It looks like at least one corporation may finally have reached the ultimate marketing frontier: advertising to us in our dreams.
According to The Hustle, one woman says she took part in a Coors experiment that successfully infiltrated her dreams with advertisements for the domestic brewery.
Travel writer Bobbi Gould told The Hustle that in 2021, she responded to a strange Craigslist ad claiming that a "big brand" was willing to pay $1,000 for "willing sleepers." Gould and her boyfriend responded to the ad and were directed to a warehouse in Los Angeles where more than a dozen other volunteers were hooked up to brain monitoring equipment as marketers from Molson Coors looked on.

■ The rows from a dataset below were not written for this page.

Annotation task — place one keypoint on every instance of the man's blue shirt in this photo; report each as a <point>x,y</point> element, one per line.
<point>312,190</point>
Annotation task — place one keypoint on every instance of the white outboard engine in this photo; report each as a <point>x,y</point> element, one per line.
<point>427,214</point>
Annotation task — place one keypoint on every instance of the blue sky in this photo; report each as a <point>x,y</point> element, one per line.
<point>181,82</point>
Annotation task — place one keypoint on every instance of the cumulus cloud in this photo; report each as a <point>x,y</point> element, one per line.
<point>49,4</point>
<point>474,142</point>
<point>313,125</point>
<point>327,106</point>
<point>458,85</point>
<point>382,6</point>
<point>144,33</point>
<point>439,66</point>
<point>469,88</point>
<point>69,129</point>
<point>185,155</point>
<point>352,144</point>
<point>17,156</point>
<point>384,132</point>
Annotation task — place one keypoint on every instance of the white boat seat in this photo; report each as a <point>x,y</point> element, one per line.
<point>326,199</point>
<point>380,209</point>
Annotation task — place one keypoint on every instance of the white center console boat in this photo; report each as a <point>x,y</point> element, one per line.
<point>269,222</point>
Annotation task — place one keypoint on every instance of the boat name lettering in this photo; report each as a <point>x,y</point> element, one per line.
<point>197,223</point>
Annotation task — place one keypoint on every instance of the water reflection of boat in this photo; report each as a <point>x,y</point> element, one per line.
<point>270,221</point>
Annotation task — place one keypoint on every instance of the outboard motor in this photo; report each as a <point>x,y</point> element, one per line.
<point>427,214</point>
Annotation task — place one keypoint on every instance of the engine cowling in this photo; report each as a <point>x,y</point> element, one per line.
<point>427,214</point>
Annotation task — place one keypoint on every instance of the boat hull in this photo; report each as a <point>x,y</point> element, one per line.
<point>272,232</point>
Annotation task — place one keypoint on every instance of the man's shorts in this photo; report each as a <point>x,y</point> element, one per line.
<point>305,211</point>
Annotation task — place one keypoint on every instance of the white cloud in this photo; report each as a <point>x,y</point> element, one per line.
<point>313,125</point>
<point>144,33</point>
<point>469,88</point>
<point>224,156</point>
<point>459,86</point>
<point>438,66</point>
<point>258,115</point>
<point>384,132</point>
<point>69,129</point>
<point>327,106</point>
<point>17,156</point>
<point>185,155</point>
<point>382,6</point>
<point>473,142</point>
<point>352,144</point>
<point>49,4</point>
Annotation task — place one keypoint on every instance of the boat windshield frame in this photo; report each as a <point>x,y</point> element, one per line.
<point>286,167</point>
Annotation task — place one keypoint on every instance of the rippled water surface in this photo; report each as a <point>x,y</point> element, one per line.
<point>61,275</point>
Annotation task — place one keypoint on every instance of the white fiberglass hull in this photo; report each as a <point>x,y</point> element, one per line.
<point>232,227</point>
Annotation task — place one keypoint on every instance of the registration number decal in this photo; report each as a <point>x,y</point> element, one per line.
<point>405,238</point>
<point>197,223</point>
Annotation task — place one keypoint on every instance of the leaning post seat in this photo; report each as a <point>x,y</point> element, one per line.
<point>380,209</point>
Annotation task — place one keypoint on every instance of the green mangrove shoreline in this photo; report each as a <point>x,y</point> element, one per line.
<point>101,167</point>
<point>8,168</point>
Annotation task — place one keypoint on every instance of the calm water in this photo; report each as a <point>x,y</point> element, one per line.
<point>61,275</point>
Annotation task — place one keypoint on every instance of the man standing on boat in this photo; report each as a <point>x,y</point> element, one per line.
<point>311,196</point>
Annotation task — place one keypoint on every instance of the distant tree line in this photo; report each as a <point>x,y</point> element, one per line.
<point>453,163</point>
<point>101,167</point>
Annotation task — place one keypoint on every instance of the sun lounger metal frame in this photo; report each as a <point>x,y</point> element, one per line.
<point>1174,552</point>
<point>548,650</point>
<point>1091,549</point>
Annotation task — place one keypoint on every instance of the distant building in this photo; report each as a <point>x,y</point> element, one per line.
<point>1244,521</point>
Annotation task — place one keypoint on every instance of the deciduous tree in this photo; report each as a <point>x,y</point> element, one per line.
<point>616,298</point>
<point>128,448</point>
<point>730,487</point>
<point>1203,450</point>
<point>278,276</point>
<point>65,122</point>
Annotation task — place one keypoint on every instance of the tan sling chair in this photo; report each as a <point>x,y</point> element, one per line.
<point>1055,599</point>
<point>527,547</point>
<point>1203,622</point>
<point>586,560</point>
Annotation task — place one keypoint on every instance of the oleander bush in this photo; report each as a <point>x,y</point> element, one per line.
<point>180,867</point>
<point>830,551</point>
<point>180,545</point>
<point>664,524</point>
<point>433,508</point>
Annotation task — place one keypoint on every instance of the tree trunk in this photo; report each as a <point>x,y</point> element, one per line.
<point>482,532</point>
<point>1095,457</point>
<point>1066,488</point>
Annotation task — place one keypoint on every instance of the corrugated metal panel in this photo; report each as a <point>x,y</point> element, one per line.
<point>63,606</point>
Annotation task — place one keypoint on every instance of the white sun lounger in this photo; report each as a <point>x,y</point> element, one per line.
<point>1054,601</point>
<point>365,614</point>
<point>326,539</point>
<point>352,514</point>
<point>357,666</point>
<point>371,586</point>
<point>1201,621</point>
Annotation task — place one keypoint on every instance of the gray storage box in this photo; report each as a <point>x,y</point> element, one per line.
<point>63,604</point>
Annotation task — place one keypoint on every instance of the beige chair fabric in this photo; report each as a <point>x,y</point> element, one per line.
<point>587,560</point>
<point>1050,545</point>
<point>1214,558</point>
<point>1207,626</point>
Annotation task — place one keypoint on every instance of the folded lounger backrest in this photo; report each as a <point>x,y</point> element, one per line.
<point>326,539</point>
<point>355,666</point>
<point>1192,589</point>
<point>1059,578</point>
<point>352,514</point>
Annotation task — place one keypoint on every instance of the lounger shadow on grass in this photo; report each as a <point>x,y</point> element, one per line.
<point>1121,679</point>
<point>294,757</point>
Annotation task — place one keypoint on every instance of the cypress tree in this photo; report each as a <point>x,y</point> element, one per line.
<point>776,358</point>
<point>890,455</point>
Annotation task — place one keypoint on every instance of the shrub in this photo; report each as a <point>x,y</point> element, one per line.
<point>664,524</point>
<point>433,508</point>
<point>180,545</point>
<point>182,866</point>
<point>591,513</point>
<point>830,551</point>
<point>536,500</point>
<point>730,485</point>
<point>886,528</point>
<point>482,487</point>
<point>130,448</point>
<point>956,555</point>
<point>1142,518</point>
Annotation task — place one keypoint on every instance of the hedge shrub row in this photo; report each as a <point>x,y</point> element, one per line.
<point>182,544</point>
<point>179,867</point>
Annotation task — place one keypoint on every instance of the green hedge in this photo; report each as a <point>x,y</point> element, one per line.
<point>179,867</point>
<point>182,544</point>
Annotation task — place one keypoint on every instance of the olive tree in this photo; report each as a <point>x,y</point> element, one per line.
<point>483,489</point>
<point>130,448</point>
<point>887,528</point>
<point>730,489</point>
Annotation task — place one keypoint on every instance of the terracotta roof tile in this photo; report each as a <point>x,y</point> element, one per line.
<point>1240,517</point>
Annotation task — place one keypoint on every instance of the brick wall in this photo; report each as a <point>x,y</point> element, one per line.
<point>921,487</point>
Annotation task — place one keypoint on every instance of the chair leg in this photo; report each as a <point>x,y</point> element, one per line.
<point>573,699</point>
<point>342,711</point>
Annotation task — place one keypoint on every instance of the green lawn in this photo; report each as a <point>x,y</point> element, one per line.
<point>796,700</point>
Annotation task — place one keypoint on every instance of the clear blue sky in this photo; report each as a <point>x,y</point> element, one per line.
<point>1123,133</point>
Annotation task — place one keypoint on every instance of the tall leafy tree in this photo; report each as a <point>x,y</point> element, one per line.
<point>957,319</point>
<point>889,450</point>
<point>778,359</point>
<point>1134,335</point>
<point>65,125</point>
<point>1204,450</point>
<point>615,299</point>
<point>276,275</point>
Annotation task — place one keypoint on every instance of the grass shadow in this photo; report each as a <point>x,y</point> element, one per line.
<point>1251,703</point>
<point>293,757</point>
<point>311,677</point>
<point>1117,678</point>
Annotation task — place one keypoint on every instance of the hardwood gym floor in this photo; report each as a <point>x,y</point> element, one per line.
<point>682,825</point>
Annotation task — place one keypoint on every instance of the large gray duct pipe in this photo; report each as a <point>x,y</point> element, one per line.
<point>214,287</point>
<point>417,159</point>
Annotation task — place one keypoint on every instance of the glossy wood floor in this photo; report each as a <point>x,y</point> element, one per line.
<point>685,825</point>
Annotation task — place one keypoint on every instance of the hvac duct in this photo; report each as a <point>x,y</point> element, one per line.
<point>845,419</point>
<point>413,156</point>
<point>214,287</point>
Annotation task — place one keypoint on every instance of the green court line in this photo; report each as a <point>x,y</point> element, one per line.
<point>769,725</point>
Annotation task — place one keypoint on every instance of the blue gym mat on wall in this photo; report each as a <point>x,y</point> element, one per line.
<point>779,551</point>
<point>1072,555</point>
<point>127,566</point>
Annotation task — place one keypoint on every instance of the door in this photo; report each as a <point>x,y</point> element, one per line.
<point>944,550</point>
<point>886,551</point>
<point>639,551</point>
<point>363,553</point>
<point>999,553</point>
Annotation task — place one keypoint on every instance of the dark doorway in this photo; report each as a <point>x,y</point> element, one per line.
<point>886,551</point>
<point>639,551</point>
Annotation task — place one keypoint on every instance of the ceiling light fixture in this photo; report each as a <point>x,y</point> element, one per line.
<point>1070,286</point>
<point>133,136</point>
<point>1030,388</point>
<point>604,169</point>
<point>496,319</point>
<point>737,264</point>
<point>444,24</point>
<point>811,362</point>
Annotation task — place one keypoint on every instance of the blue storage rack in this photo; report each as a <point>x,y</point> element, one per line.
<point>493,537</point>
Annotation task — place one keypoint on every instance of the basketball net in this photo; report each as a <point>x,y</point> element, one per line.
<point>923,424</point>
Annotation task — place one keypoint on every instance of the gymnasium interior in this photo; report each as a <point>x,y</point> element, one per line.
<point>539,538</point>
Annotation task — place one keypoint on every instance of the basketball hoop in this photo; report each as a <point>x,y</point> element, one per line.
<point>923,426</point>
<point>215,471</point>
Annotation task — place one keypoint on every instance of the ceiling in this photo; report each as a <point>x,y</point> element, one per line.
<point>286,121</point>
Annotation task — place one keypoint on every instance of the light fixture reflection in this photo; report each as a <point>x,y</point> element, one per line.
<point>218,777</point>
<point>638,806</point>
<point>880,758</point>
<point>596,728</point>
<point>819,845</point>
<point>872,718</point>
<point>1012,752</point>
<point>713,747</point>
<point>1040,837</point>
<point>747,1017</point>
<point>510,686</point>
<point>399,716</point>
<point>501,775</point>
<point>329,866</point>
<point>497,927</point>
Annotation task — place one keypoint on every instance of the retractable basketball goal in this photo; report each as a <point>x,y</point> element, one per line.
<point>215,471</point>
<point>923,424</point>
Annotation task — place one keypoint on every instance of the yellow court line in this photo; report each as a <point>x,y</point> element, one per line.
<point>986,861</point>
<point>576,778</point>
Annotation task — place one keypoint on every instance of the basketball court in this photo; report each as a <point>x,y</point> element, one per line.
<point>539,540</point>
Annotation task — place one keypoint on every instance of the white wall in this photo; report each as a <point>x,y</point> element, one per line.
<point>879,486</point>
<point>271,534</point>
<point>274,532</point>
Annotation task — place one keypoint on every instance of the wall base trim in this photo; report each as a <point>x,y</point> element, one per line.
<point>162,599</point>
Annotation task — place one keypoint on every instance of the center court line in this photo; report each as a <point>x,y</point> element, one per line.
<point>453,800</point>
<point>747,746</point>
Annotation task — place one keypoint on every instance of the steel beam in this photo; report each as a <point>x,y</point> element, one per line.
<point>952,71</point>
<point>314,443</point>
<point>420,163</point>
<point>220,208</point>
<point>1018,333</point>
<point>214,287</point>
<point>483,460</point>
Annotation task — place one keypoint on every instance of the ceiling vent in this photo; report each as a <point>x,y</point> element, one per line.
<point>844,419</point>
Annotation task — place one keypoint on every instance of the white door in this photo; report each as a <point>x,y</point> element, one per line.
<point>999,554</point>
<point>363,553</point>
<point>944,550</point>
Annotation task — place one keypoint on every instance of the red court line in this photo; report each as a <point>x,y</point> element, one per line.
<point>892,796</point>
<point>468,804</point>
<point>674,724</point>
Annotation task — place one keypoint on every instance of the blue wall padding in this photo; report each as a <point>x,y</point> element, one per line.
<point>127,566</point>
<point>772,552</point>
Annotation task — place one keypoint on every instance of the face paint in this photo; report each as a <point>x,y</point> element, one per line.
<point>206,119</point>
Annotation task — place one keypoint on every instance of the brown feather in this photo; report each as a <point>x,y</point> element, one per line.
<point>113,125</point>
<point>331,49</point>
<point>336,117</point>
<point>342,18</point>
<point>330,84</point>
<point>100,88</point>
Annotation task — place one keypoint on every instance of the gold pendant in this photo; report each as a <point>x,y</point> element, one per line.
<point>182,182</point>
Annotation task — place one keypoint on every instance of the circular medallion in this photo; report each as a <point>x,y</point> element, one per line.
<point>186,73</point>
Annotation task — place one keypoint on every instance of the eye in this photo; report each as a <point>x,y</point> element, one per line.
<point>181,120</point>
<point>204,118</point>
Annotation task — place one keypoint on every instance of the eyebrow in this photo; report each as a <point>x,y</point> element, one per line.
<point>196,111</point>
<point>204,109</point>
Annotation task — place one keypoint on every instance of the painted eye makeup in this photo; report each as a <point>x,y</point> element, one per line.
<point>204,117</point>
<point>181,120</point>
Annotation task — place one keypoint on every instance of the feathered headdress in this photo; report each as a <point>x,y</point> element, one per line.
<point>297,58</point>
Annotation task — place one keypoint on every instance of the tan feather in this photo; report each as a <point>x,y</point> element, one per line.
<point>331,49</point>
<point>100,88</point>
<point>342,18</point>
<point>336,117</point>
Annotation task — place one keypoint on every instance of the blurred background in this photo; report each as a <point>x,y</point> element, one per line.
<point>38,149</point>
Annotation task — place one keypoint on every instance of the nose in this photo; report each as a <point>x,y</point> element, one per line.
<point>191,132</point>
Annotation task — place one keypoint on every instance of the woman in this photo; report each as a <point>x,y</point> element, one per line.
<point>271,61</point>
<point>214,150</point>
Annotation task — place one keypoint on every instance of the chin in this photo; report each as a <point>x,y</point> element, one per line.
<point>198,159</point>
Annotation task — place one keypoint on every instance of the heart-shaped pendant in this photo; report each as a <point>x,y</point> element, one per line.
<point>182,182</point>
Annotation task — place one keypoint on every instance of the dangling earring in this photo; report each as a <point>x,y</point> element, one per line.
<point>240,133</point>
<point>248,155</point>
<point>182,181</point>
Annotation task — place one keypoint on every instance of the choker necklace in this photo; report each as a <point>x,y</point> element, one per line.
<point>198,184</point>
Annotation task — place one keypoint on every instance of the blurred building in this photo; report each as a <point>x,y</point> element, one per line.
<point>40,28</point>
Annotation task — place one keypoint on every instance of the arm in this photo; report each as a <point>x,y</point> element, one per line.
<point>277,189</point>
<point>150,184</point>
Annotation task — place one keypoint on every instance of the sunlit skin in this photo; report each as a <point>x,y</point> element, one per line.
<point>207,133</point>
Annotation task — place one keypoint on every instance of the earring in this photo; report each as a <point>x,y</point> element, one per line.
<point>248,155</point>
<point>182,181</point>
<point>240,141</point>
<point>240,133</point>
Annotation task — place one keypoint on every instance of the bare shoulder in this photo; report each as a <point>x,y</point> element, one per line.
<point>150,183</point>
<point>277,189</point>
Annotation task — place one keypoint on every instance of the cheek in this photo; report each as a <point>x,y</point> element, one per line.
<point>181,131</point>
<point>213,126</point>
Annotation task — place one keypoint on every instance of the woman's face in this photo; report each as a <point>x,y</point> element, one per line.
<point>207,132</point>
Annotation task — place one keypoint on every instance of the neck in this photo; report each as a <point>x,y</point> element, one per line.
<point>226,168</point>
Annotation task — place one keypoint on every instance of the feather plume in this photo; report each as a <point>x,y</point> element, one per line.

Gould and the other subjects were directed to watch a video that featured Coors products amid waterfalls and jungle landscapes, and instructed to try to doze off while listening to audio from the video they'd just watched. For the next eight hours, the travel writer said she did, in fact, have a series of "weird Coors dreams."
"I had one where I was on a pogo stick jumping around with Coors products," Gould told The Hustle. "In another one, I was on a plane dropping Coors cans on people and they were cheering for me."
After the dreaming session, the travel writer said she and her fellow subjects were shepherded into a focus group where they were made to discuss the experience, which she said made them feel "like lab rats."
"They were trying to implant Coors into our brains," Gould told the blog. "It just didn’t really sit right.”
This alleged ordeal isn't the first we've heard of Coors' efforts to inject ads into dreams.
In June 2021, Science Magazine reported that Coors, along with others including Xbox and Burger King were working with scientists to "engineer" ads into volunteers' dreams using audio and video. Sound familiar?
The Science report also noted that 40 dream researchers signed an open letter calling for the regulation of burgeoning "targeted dream incubation" experiments like Coors', because although this sort of dream manipulation is current voluntary, "it is easy to envision a world in which smart speakers — 40 million Americans currently have them in their bedrooms — become instruments of passive, unconscious overnight advertising, with or without our permission."
"These tailored soundtracks would become background scenery for our sleep, as the unending billboards that litter American highways have become for our waking life," the researchers wrote in their open letter.
"Regardless of Coors’ intent," the researchers continued, "their actions set the stage for a corporate assault of our very sense of who we are."
Given what Gould said she experienced, it seems like their warnings were apt.